All too soon these fun and informative news stories stopped. Starting in 1940 were a series of mentions that Grandfather was on the sick list or that he reported for duties following an illness. In the spring of 1944, the briefs began to document his failing health. They relayed the news of his hospitalization in Pittsburgh for treatment, visits by friends and family. An announcement in the paper marked when he was moved to the Veteran’s hospital in Bronx, New York.
On August 31, 1944, a brief mention noted my aunt had spent a month at Grandfather’s home and was now returning to her own home. My guess is she was helping to watch my dad while Grandfather was in the New York hospital and Grandmother was with him during his stay. That same August, the realty notice showed my grandmother selling the cabin on Slippery Rock Creek (to help pay bills).
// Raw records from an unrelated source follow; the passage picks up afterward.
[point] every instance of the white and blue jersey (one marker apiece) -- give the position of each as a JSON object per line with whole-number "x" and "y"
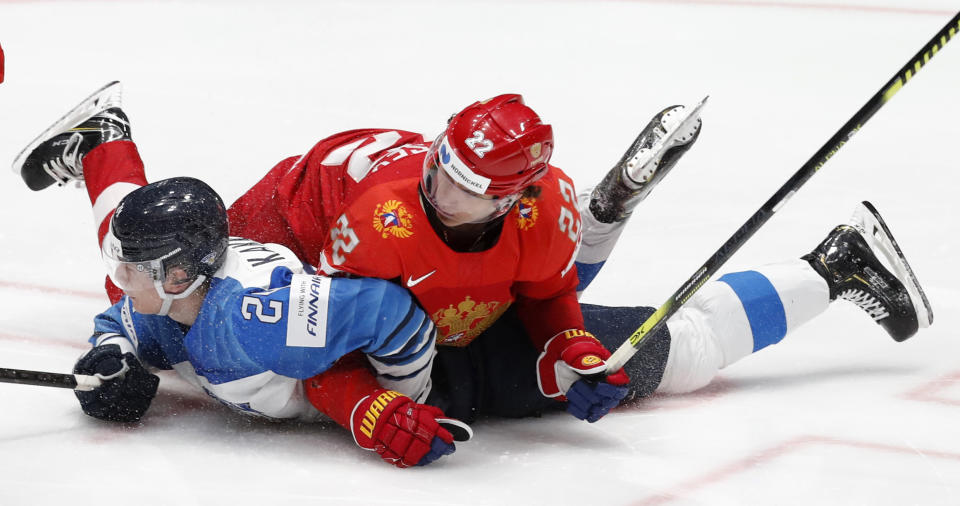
{"x": 265, "y": 325}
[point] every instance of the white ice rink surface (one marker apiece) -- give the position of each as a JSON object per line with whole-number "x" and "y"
{"x": 837, "y": 413}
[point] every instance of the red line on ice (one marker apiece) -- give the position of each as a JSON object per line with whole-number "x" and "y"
{"x": 764, "y": 456}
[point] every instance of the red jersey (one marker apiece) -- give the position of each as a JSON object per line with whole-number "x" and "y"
{"x": 352, "y": 205}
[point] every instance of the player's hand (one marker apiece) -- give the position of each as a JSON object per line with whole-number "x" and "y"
{"x": 127, "y": 387}
{"x": 571, "y": 368}
{"x": 401, "y": 431}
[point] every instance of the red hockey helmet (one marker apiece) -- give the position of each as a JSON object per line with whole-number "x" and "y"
{"x": 493, "y": 150}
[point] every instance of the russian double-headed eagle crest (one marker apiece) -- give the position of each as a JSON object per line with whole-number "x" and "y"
{"x": 527, "y": 213}
{"x": 460, "y": 325}
{"x": 392, "y": 218}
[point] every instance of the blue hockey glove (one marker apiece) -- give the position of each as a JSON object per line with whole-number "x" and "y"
{"x": 571, "y": 368}
{"x": 127, "y": 387}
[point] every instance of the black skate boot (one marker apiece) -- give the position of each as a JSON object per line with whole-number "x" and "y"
{"x": 654, "y": 152}
{"x": 56, "y": 156}
{"x": 851, "y": 259}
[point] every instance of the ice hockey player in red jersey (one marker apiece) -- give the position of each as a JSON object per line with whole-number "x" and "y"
{"x": 487, "y": 240}
{"x": 475, "y": 223}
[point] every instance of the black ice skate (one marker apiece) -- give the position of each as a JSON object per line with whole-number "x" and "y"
{"x": 654, "y": 152}
{"x": 862, "y": 263}
{"x": 56, "y": 156}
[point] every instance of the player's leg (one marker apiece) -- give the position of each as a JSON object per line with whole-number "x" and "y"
{"x": 606, "y": 207}
{"x": 744, "y": 312}
{"x": 91, "y": 144}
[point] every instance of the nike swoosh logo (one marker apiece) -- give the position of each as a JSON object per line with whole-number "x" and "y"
{"x": 413, "y": 282}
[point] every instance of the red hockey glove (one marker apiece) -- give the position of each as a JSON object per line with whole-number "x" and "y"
{"x": 403, "y": 432}
{"x": 570, "y": 368}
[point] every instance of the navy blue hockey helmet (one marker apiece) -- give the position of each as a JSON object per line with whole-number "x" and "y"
{"x": 178, "y": 222}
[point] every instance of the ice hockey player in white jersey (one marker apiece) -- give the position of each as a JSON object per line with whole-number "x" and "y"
{"x": 244, "y": 322}
{"x": 503, "y": 374}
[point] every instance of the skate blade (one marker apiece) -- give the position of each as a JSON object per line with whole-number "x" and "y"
{"x": 104, "y": 98}
{"x": 636, "y": 164}
{"x": 690, "y": 123}
{"x": 868, "y": 221}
A September brief indicated Grandfather was still in the Bronx hospital. Later that fall, he was sent home and died in December. He was just 52. I cried when his death was announced and again when reading his obituary. Through reading these old newspapers, I was given a new, mental picture of my grandfather from school days onward. I developed an emotional attachment I’d not had before. What an unexpected gift, getting to know my grandfather through all of these newspaper articles and briefs, developing an emotional connection by following a man from his youth to death through the eyes of his friends and the community! That was my greatest find in the history contained within the old hometown newspaper.